AUSA spoke out for: Enacting legislation to authorize access to TRICARE by RC gray-area retirees.
Congress responded by: Extending eligibility for TRICARE Standard to RC gray-area retirees who have not yet reached age 60.
AUSA spoke out for: Achieving affordable, adequate housing for single Soldiers and Soldiers with families.
Congress responded by: Authorizing $2.2 billion to support and expand high-
quality housing for all servicemembers and their families.
AUSA spoke out for: Allowing military spouses to claim a permanent state of residence.
Congress responded by: Authorizing military spouses to claim residency in the same state as their sponsor.
AUSA spoke out for: Funding the Federal Impact Aid Program to preclude children of military families from being disadvantaged in public schooling.
Congress responded by: Authorizing funding for Impact Aid of $30 million for schools with 20 percent or more military dependents, $14 million for districts experiencing a change of 250 students or more due to rebasing or base realignment, and $5 million for schools that serve military students with severe disabilities
AUSA spoke out for: Allowing Federal Employee Retirement System (FERS) employees to redeem unused sick leave at retirement.

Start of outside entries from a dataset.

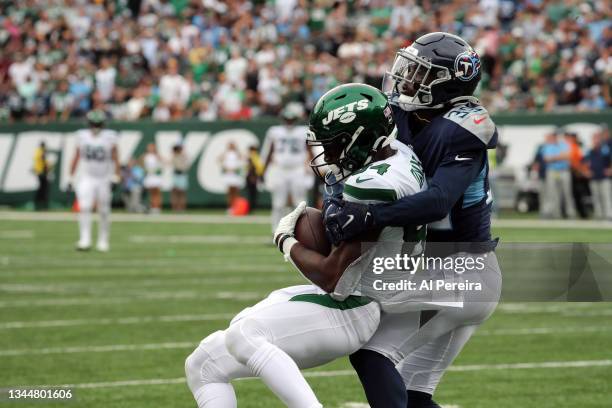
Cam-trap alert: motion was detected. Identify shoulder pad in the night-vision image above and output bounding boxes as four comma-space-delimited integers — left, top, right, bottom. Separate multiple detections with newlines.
443, 104, 497, 146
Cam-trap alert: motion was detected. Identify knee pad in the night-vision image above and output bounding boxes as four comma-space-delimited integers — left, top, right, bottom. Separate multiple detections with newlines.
185, 331, 228, 392
225, 317, 267, 365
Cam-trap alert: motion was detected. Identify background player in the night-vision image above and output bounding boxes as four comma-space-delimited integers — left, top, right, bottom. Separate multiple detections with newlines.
325, 32, 501, 408
70, 110, 120, 252
185, 84, 424, 408
264, 102, 313, 231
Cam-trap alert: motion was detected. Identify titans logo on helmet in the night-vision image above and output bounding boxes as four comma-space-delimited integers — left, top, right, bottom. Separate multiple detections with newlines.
455, 51, 480, 81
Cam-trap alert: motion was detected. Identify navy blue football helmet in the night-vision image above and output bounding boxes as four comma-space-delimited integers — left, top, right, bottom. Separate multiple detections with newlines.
382, 32, 481, 111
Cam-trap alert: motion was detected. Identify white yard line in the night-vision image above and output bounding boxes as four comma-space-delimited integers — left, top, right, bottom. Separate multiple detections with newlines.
0, 211, 270, 225
0, 211, 612, 229
0, 312, 238, 330
128, 234, 272, 245
496, 302, 607, 315
0, 257, 291, 278
0, 230, 34, 239
0, 290, 266, 310
0, 274, 299, 295
16, 360, 612, 389
0, 342, 197, 356
475, 325, 612, 336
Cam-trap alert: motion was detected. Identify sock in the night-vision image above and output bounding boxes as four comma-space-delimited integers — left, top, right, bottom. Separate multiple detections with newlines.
349, 349, 408, 408
98, 211, 110, 244
79, 211, 91, 246
406, 390, 442, 408
246, 342, 323, 408
194, 383, 238, 408
272, 207, 285, 233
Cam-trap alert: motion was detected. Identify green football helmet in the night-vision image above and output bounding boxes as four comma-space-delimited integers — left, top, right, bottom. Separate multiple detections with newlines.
307, 83, 395, 185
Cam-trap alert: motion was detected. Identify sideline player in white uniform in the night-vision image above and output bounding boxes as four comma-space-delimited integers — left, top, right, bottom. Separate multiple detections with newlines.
264, 102, 314, 231
70, 110, 119, 252
185, 84, 425, 408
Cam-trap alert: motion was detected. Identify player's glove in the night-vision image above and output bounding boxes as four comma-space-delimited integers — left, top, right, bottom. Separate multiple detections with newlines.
323, 171, 344, 201
323, 201, 374, 245
110, 174, 121, 191
66, 176, 74, 193
274, 201, 306, 257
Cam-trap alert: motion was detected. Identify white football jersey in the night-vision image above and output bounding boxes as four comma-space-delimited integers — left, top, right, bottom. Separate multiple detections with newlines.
76, 129, 118, 178
266, 125, 308, 168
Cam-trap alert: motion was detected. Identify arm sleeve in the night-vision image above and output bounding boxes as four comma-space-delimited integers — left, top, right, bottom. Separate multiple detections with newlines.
371, 150, 486, 227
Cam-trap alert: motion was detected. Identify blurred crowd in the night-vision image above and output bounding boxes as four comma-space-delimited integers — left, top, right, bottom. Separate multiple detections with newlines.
531, 125, 612, 221
0, 0, 612, 122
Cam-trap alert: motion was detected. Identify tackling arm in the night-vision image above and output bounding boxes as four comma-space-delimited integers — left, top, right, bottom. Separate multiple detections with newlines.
111, 145, 121, 175
289, 231, 379, 293
370, 150, 486, 226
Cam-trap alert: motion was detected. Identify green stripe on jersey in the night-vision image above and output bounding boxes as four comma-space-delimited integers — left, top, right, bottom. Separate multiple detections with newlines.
289, 293, 371, 310
344, 184, 397, 201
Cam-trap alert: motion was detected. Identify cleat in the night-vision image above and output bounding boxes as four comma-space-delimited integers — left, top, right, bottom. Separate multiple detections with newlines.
96, 242, 110, 252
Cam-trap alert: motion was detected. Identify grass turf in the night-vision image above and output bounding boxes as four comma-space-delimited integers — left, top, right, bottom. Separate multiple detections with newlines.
0, 215, 612, 408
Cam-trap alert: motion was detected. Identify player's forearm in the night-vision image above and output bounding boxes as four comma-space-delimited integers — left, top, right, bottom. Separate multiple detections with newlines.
70, 151, 80, 177
290, 242, 342, 292
371, 187, 452, 227
371, 151, 486, 227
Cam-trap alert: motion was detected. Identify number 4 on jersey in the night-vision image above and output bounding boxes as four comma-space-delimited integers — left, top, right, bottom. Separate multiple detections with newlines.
370, 163, 391, 176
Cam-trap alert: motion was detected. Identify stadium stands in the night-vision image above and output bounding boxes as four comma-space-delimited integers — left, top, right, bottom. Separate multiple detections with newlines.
0, 0, 612, 122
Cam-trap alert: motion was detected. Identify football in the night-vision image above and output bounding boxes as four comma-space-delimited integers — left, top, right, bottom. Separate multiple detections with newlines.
295, 207, 331, 256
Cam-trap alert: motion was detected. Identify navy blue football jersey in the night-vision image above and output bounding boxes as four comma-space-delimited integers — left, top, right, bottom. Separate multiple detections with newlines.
372, 103, 497, 243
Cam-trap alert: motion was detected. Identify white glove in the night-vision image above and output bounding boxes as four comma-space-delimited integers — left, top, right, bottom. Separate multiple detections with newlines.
274, 201, 306, 256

Congress responded by: Phasing in application of unused sick leave toward length of service at retirement under FERS.
AUSA spoke out for: Funding RC endstrength at 371,000 for Army National Guard and 206,000 for Army Reserve.
Congress responded by: Authorizing Army National Guard endstrength at 358,200 and Army Reserve endstrength at 205,000. Not what we were hoping for, but the fight continues.
AUSA spoke out for: Funding shortfalls of RC equipment.
Congress responded by: Authorizing $6.9 billion to address RC equipment shortfalls.
AUSA spoke out for: Funding accelerated modernization of RC equipment.
Congress responded by: Authorizing $600 million for procurement of critical, high-priority equipment to address RC unfunded equipment shortfalls.
AUSA spoke out for: Funding Army procurement items deemed essential for continuing operations in Iraq and Afghanistan.
Congress responded by: Authorizing $6.7 billion for Mine Resistant Ambush Protected vehicles; $4.3 billion to up-armor additional High-Mobility Multipurpose Wheeled Vehicles (HMMWVs); more than $11 billion to replace equipment lost in combat; and $2.2 billion for equipment and research to defeat improvised explosive devices.
AUSA spoke out for: Ensuring adequate stocks of munitions to support training and warfighting stockpiles.
Congress responded by: Authorizing $2.05 billion for Army ammunition programs.
AUSA spoke out for: Maintaining the Army’s strategic advantage and advancing modernization in its Current Force.
Congress responded by: Authorizing full funding for Army helicopter programs and M1 Abrams tank modernization, M2 Bradley and Patriot Air and Missile Defense system.
AUSA spoke out for: Developing the Future Force for the transforming Army.
Congress responded by: Authorizing $2.45 billion for the communications network and spinout equipment sets from the Future Combat Systems program.